We’re preparing to migrate our current two-server architecture to two new servers, and I would like to make the wisest possible decision in how we utilize these machines.
Our current setup has evolved piecemeal, without much planning for the future, and IMO has inefficient deployment of server-side resources–i.e. two systems, each running Postgres, Geoserver, and Drupal. One of them has a MySQL instance feeding its Drupal site, and the other has a Tilestache/Mapnik render stack in addition to a running, but unused Geoserver instance. Since both systems render the same underlying GIS data, all of our ETL tasks are duplicated, with the only difference between them being the geometry’s coordinate system ..I know. 🙂
Some notes on the I/O demands.
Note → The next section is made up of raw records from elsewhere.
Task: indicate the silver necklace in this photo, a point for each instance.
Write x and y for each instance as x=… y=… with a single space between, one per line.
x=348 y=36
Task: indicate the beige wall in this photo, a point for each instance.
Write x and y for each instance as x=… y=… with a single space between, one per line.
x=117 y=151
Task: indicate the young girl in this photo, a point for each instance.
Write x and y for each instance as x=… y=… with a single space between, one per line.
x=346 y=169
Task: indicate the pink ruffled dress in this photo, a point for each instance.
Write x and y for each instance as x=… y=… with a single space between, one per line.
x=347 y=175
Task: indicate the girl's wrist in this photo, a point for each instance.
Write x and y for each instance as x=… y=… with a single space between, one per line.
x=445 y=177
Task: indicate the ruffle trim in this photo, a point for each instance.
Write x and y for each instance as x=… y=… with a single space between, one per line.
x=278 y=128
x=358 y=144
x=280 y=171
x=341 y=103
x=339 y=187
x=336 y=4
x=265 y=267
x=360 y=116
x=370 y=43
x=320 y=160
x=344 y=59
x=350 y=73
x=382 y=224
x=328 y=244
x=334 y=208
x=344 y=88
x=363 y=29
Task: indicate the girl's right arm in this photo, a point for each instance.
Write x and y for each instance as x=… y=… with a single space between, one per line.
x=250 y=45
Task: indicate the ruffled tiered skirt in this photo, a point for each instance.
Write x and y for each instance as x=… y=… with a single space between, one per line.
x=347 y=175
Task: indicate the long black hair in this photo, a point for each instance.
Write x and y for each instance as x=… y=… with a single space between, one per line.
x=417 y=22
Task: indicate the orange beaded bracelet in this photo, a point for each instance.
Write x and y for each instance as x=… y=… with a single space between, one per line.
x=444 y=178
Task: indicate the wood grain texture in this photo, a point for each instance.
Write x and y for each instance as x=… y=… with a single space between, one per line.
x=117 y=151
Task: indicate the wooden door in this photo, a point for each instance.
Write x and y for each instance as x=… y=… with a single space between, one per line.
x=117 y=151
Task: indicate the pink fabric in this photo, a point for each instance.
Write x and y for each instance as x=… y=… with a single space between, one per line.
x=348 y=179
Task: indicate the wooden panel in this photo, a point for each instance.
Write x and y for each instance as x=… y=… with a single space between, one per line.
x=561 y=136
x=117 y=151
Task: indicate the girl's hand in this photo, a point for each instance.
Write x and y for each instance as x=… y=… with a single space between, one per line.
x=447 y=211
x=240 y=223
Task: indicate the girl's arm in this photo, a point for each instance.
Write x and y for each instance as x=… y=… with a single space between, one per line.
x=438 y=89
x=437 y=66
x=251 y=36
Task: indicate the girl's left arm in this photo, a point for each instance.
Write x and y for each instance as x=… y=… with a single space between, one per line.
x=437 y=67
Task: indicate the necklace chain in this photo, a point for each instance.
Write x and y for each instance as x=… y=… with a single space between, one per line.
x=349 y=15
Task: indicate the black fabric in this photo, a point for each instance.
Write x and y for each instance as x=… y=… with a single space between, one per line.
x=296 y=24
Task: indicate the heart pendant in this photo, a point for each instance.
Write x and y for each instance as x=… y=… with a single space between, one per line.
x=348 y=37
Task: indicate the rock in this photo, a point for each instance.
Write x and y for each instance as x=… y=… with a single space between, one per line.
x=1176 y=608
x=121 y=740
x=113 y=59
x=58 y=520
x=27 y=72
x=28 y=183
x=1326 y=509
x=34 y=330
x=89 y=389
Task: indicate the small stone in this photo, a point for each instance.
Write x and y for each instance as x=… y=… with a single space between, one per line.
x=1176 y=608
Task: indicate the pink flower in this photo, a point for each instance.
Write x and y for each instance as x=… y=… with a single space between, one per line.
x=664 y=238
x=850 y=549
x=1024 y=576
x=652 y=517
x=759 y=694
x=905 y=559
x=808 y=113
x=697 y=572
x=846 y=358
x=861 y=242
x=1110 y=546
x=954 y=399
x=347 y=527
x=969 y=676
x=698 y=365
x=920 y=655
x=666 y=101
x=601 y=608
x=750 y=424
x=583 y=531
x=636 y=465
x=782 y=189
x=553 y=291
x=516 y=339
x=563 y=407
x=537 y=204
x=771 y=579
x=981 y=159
Both of the Drupal sites are low-pressure homepages with very little write/insert activity. I would characterize the overall demand on both databases as read-intensive. (In fact, two tables are so read-intensive I would like to cache them in RAM if it’s possible.) We do have one insert API, though, that collects data on app usage patterns–for example, a session id is created when our single page app initially loads, then some subsequent interaction is logged, like layers being turned on/off, the measuring of an in-map feature, the type and location of features “clicked” by the user, etc. It makes about 15k inserts on a typical day but needs to handle up to 50k inserts/day based on some of the max counts when grouped by day. However these tables are only used in-house and are infrequently queried. Finally, I expect the tile-rendering itself is probably disk write-intensive.
For obvious reasons I don’t want to duplicate our current architecture. My primary goal is to have a single spatial database using geometry types of the same coordinate system in order to simplify our ETL.
So my main question is whether it is better to have all the data served from one machine configured and tuned as a stand-alone database? And whether the tile rendering software will perform better on the same system as that database, or if the renderers should be installed to the other system, which will run the web server (Apache). Worth mentioning: Geoserver and Tilestache have to be configured to handle web requests forwarded through Apache, Geoserver being on Tomcat::8080, and Tilestache using mod_python.
If we use a distributed database architecture, my concern is that THE WIRE between the two servers will be the chokepoint, especially considering that the tile renderers will be making very frequent requests for geometry collections, which are a heavy data type. Of course I would also appreciate any other insights into the best architecture.